Till today we had 71% sunshine, while 38% is the average. But the clear skies
also means that the temperatures during the nights have been low often dropping
below zero degrees Celsius. And also the coming days the temperatures will get
close to zero and next week might even drop below zero. Great chance that the
flowers will turn brown due to this. Today, the temperature at Twenthe Airport
has gone up to 19.2° Celsius, just below the record of 19.6° from 2019.
From the hardware
design design of the MCH2022 badge, I understand there is going to be a
ICE40 UP5K FPGA in it. The FPGA has 5280 logic units, 1104kbit RAM, eight
DSP cores and 39 programmable I/O pins besides the two I²C and two SPI
interfaces (datasheet). The FPGA will be connected to the LCD display on the badge.
There is some demo code in Verilog available in the badgeteam / mch2021-fpga-lcd-driver-test github repository.
Book
I recieved the book Over Schilderen | On Painting written in Dutch and
English published by De Balie in 1990,
ISBN:9789066170674, which I had bought on Thursday, March 24, 2022 at 11:24:46
through the internet for € 5.00.
MCH2022 badge schematics
I want to investigate how the ICE40 FPGA on the MCH2022 badge is connected. To
follow the steps I took, do:
The 'fpga.kicad_sch' schematics contain four yellow rectangles representing
the ICE40UP5K FPGA. The top one is related to the power supply. The bottom
left own seems to be related to the connection with the LCD as many of the
connections have LCD in the name. The middle bottom one seems to be related
to various serial in/outputs. There are a number of connections to another
square labled 'ESP-PSRAM64H', which looks like an external memory module that
can also be accessed through from the ESP processor on the badge. The right
middle one seems to in/output connections connected to a connector on the
board through some resistors. I figured out all the connections to the other
components. The results can be found on a
dedicated page.
I had a closer look at the badgeteam/mch2021-fpga-lcd-driver-test GitHub repository, which contains
code to control the LCD driver from the FPGA. The proto2.pcf file
contains the mapping of pin numbers to logical names. I checked these with
the mapping I found myself and found one difference that was due to an error
of mine. I also continued with getting/updating the tool chain:
git clone https://github.com/YosysHQ/yosys.git
cd yosys
make config-clang
make
make test
sudo make install
cd ..
This installed Yosys 0.15+57.
sudo apt-get install build-essential clang bison flex libreadline-dev \
gawk tcl-dev libffi-dev git mercurial graphviz \
xdot pkg-config python python3 libftdi-dev \
qt5-default python3-dev libboost-all-dev cmake libeigen3-dev
git clone https://github.com/YosysHQ/icestorm.git icestorm
cd icestorm
make -j$(nproc)
sudo make install
cd ..
git clone https://github.com/cseed/arachne-pnr.git
cd arachne-pnr
make -j$(nproc)
sudo make install
cd ..
git clone https://github.com/YosysHQ/nextpnr
cd nextpnr
cmake -DARCH=ice40 -DCMAKE_INSTALL_PREFIX=/usr/local .
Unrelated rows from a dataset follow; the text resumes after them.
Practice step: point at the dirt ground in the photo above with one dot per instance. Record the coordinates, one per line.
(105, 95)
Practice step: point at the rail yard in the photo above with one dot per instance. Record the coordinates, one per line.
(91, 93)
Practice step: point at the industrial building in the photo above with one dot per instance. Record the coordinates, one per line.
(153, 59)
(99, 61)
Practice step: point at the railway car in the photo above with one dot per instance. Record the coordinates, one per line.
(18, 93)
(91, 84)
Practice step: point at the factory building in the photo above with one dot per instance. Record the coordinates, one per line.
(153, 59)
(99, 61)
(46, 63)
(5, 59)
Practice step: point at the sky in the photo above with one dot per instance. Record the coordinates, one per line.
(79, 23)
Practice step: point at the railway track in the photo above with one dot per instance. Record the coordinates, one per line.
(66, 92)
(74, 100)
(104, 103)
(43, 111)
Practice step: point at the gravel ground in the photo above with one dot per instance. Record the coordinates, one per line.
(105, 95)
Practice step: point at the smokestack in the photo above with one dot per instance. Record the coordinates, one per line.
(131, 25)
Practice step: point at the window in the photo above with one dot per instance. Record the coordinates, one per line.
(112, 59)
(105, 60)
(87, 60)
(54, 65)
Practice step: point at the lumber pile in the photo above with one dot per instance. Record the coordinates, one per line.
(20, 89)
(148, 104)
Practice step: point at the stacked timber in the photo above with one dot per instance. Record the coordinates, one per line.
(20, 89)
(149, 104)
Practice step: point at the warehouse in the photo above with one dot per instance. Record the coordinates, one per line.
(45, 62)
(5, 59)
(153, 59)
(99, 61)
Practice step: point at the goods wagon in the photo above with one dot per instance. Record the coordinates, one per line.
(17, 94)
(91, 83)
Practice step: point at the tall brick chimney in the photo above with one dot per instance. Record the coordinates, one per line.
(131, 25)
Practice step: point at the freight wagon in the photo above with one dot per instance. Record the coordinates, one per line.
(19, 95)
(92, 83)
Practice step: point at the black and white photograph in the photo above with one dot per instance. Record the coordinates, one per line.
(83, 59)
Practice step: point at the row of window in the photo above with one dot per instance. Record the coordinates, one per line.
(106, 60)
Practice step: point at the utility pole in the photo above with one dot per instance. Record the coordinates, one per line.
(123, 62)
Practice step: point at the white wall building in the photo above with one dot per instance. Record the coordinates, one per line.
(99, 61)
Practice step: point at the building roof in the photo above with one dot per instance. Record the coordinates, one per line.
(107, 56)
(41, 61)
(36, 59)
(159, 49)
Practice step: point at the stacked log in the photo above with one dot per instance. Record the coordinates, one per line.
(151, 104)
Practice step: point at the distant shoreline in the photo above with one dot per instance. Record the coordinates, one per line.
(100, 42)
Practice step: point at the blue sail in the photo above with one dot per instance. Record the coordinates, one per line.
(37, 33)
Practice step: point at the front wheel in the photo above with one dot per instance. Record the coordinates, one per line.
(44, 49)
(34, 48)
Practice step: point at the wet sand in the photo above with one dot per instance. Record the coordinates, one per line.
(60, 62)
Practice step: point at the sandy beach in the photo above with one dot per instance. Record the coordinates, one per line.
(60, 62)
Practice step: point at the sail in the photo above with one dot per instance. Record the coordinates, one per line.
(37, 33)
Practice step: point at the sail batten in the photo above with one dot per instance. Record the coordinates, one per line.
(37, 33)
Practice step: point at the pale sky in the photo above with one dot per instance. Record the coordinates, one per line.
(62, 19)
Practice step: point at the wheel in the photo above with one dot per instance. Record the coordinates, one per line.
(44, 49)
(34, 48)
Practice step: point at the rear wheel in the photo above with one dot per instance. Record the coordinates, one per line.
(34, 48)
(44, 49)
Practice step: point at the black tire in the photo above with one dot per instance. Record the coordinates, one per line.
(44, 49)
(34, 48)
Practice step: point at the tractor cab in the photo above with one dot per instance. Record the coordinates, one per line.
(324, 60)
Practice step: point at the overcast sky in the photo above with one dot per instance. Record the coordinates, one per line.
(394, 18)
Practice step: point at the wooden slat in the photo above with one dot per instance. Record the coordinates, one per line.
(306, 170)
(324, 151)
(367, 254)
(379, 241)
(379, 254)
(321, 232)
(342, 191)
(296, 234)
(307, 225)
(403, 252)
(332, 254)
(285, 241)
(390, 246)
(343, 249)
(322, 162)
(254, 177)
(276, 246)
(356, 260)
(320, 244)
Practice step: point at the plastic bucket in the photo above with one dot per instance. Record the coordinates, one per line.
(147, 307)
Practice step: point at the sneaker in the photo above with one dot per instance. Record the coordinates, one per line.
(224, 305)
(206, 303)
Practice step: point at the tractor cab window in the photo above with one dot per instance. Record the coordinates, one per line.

I got the error 'Policy "CMP0079" is not known to this version of CMake'. The
problem is that latest version of cmake on Ubuntu 18.04 is 3.10.2. You need
at least version 3.13. I downloaded
cmake-3.22.3-linux-x86_64.sh and continued with:
sudo apt-get remove cmake
sudo mkdir /opt/cmake
sudo sh cmake-3.22.3-linux-x86_64.sh --prefix=/opt/cmake
I added the /opt/cmake/cmake-3.22.3-linux-x86_64/bin path to
/etc/environment and continued with:
. /etc/environment
cmake -DARCH=ice40 -DCMAKE_INSTALL_PREFIX=/usr/local .
make -j$(nproc)
sudo make install
This is enough to compile the example by running build.sh. You need
to install verilator to
simulate the example by running simulate.sh.